Simulations reproduce neutron scattering measurements accurately.

Magnetic excitations are explained as classical thermal fluctuations.

The magnetic transition is driven by thermal energy overcoming anisotropy.

Abstract

In two dimensional magnets, the interplay of thermal fluctuations and spin anisotropy control the existence of long-range magnetic order. In the van der Waals antiferromagnets FePX$_3$, orbital degeneracy in the $t2g$ levels of the Fe$^{2+}$ ions in octahedral coordination yields strong uniaxial anisotropy, which stabilizes magnetic order up to T$\approx$100 K. Recent inelastic neutron scattering measurements around the magnetic ordering transition have shown the existence of a broad spectrum of magnetic fluctuations with nontrivial momentum dependence, which has been interpreted as evidence for localized entangled cluster excitations. In this paper, we offer an alternative interpretation using classical nonlinear spin dynamics simulations.
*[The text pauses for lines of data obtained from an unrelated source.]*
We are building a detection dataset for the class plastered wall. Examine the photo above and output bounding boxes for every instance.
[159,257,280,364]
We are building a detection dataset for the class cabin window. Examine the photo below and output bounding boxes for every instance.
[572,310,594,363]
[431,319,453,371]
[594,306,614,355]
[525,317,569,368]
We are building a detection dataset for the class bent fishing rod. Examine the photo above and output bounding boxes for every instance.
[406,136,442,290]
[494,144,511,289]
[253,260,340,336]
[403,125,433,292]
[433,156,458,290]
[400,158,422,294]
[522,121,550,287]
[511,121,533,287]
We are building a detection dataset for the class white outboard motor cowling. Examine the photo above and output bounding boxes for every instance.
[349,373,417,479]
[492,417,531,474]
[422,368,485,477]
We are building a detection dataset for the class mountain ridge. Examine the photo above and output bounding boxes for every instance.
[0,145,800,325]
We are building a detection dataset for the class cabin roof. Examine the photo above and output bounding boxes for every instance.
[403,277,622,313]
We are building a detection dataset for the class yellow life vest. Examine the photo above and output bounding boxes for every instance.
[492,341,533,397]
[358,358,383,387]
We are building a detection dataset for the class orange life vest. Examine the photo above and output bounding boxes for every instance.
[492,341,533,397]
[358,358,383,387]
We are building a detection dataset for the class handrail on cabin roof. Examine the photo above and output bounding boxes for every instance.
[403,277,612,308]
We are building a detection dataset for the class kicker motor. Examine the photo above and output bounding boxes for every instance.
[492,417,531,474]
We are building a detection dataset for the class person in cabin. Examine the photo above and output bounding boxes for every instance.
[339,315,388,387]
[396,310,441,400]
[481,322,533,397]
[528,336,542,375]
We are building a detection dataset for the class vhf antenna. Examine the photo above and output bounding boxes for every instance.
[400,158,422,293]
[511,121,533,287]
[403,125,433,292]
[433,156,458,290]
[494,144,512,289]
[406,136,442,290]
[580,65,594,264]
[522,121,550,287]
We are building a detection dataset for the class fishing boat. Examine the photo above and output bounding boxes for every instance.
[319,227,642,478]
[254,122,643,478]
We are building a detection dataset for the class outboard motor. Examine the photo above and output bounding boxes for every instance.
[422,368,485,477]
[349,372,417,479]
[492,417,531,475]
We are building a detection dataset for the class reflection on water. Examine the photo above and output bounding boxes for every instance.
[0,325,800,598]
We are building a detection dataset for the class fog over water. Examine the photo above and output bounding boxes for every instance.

We present stochastic Landau Lifshitz dynamics simulations that reproduce the neutron scattering measurements of Chen et al. [npj Quantum Mater. 9, 40 (2024)] on FePSe$_3$. These calculations faithfully explain the dynamical structure factor's momentum and energy dependence and point to a classical origin for the excitations observed in neutron spectroscopy and that the order-disorder transition can be understood in terms of thermal fluctuations overcoming the anisotropy energy.